S&P Case Shiller: Home Price Growth Slows in June
The S&P Case-Shiller National Home Price Index reported slower home price growth in June as home price growth slowed to a year-over-year pace of 18.0 percent as compared to May’s reading of 19.9 percent. The 20-City Home Price Index posted 18.6 percent growth in June as compared to May’s reading of 20.50 percent year-over-year growth in May.
The top three cities in June’s 20-City Home Price Index were Tampa, Florida, which posted the fastest year-over-year home price growth rate for the fourth consecutive month with a reading of 35.00 percent, and Miami. Florida with a year-over-year home price growth rate of 33.00 percent. Dallas, Texas completed the top three cities with year-over-year home price growth of 28.20 percent.
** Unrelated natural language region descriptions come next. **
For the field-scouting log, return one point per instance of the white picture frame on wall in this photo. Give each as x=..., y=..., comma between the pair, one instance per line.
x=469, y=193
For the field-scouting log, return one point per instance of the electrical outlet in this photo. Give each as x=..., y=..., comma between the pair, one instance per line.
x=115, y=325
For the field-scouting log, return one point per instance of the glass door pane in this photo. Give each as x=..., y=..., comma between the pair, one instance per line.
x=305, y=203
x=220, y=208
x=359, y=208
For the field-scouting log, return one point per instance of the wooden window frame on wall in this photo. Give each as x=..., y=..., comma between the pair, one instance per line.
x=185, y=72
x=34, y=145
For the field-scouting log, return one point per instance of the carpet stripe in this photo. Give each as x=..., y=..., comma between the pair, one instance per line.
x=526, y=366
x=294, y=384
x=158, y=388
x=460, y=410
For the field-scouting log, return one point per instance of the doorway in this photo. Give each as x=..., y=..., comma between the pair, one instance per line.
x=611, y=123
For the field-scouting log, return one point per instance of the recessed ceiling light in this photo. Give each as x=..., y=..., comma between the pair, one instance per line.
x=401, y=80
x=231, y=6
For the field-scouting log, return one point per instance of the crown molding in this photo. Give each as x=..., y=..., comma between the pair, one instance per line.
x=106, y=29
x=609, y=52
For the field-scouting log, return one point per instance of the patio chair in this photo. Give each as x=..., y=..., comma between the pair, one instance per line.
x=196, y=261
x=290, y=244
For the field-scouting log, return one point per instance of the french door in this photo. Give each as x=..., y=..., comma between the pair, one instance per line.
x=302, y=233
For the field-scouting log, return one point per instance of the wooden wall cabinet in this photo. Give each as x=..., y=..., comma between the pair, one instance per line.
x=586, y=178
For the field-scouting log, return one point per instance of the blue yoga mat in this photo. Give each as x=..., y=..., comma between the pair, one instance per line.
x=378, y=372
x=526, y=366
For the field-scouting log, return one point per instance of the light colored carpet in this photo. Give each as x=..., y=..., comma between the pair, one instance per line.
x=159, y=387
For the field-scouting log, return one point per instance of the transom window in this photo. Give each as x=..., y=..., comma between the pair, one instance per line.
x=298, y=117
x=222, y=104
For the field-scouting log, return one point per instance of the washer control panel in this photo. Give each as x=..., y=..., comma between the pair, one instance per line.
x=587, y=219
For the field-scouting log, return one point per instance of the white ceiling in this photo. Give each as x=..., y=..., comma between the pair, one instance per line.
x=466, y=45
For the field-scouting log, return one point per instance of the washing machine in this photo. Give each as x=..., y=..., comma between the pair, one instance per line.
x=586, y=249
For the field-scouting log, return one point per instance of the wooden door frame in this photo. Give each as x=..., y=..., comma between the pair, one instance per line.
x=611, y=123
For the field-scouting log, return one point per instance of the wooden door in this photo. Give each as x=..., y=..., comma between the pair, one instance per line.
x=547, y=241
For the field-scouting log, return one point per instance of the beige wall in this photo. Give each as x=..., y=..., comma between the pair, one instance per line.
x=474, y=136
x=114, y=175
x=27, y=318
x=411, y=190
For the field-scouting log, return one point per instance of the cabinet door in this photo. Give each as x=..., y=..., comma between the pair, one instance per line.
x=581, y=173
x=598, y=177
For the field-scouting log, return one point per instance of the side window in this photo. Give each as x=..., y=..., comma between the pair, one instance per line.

While all 20 cities reported double-digit percentages for year-over-year home price growth, 19 of 20 cities reported slower rates of home price appreciation in June. Craig J. Lazzara, Managing Director of S&P Dow Jones Indices, explained the difference between the deceleration of home price growth and home price decline. A deceleration in home price growth indicates that while home prices continue to increase, they’re doing so at a slower pace. A decline in home prices means that home prices are falling.
Analysts expect rising mortgage rates to negatively impact home sales as affordability issues increase. As demand for homes falls, home prices may also fall as the housing market cools.
Mortgage Rates Rise, Jobless Claims Fall
Freddie Mac reported higher average mortgage rates last week as rates for 30-year fixed-rate mortgages rose by 11 basis points to 5.66 percent. Rates for 15-year fixed-rate mortgages averaged 4.98 percent and 13 basis points higher. Rates for 5/1 adjustable rate mortgages averaged 4.51 percent and 15 basis points higher than in the previous week.
Initial jobless claims fell last week with 232,000 initial claims filed as compared to the previous week’s reading of 237,000 first-time claims filed. Analysts expected 245,000 new jobless claim filings last week. Job growth reports from ADP and the government’s Non-Farm Payrolls report showed sharp drops in job growth; ADP, which reports on private-sector payrolls, reported 132,000 jobs added in August as compared to July’s reading of 268,000 private-sector jobs added in July. The Non-Farm Payrolls report
The national unemployment report rose to 3.70 percent in August from July’s reading of 3.50 percent. Analysts expected a reading of 3.50 percent unemployment for August.
What’s Ahead for the Week of September 9, 2022
This week’s scheduled economic reporting is spare due to the Labor Day Holiday. Fed Chair Jerome Powell will give a speech and weekly readings on mortgage rates and jobless claims will be released.